Heard on the radio this morning that the Oprah Show will be talking about fashion Do's and Don'ts. Make a note to stop what we're doing at four o'clock and check it out. It's been so long since I've read a fashion magazine I'm wondering how outdated I've become. So, I find myself a cup of tea, and a fluffed up pillow to catch a luxury I always took for granted at home: watching television. The show comes on and I'm aghast. It begins with lingerie and how to pad, push and squish your breasts so that you can look voluptuous. What? When did this happen? (Gloria Steinem . . .where are you?) I gotta hand it to Oprah, though, as she said to the woman, "Do you really want to look that way?" Doesn't it seem a bit too much?" But the woman modeling the low-cut top with her breasts spilling out, replies, "No. This is how I want to look." Big-bosomed ladies are back in style it seems. The guest/advisor even tells the women in the audience to use a "rolled up sock" if they can't afford these padded extravagances. So it's come to this, has it? But what impresses me the most is the "scarf" segment. I guess the rage is these super deluxe Cashmere scarfs that cost $125. Everyone wants 'em. But the unified lament in the studio audience is that "you just can't find 'em anywhere." The guest on the show, an editor from Glamour magazine, has a demo scarf to show the audience the proper and improper way to wear the scarf. The demo scarf is the color of burnt orange. "What!" Oprah screams. "That's the exact color I need!" She admits that she's already got three of these scarfs but she "needs" the burnt orange. "After the show, this scarf is staying," she demands. And she means it. You can see the expression of Want on her face. This is one of the richest women in America. And she till "wants." This offhand comment of hers strikes me like a baldheaded slap. Because I remember when I "needed" stuff, too. I "really need" a navy top to complete my wardrobe, I'd say. I "really need" some black dress shoes. I "really need" some new jeans. The weird thing is, I haven't said "I really need" in two years. Since we've been on the road I haven't "needed" anything. Ironically, I have the same weak clothes I packed two years ago -- just enough to fit in a 13" closet. Yet, I never feel I "need" anything. And, oddly enough, I never feel as though I'm not dressed appropriately, either. Nor do I ever feel out of fashion. It's ironic that the less I have the less I seem to "need."

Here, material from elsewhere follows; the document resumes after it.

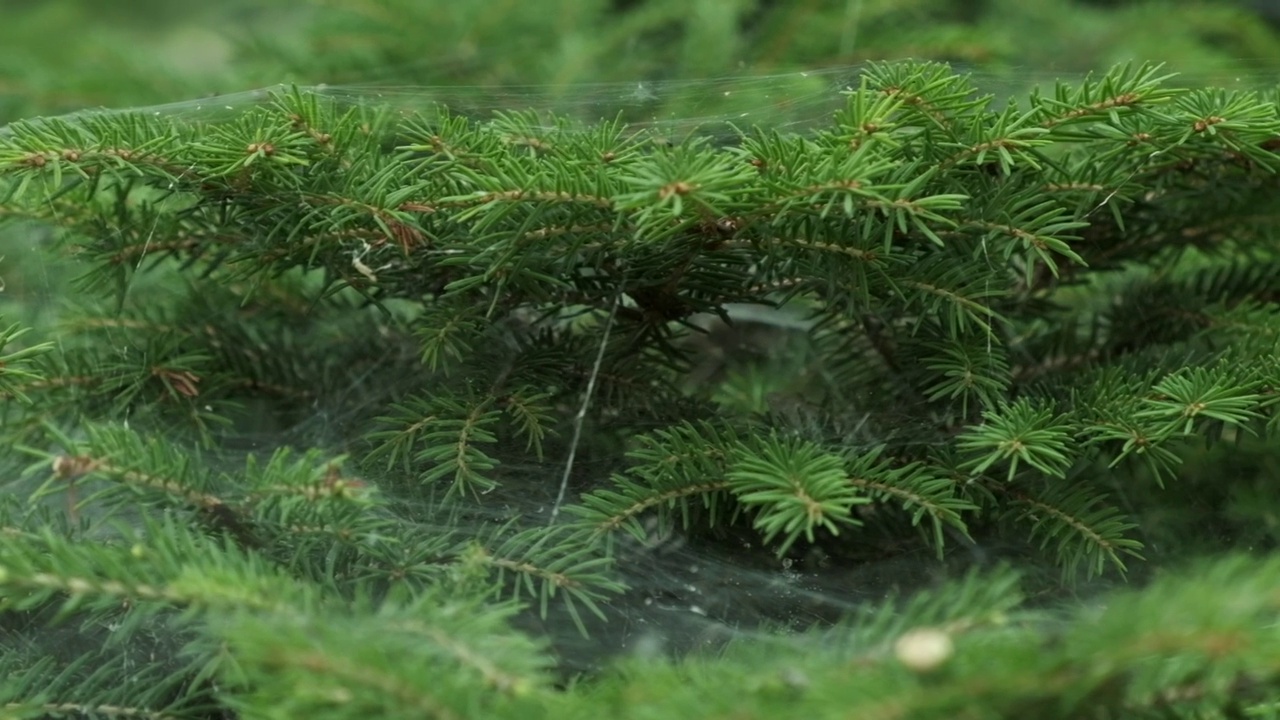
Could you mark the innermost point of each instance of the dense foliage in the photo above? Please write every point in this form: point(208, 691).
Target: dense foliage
point(356, 402)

Black is black, turning the clock back

Shipshewana is a big Amish town. Everywhere are black buggies, black-clothed men and bonneted women. It's so funny to see this throwback in time mixed in with modern life. For instance, we got to Pizza Hut for lunch today and sit with an entire roomful of Amish people. Old ladies, young girls, men and boys, and adorable little babies in old-fashioned clothes, sitting at a Formica table eating fast-food. It's a strange mix of modesty and modernity. At the campground in the evening we hear the clip-clop of horses on the road while the roar of airplanes soar overhead. I love seeing the horses and buggies and hearing their distinctive clip-clop, but reality is that the place smells awfully bad. Horse manure fills the air and the streets. One needs to watch his step all the time.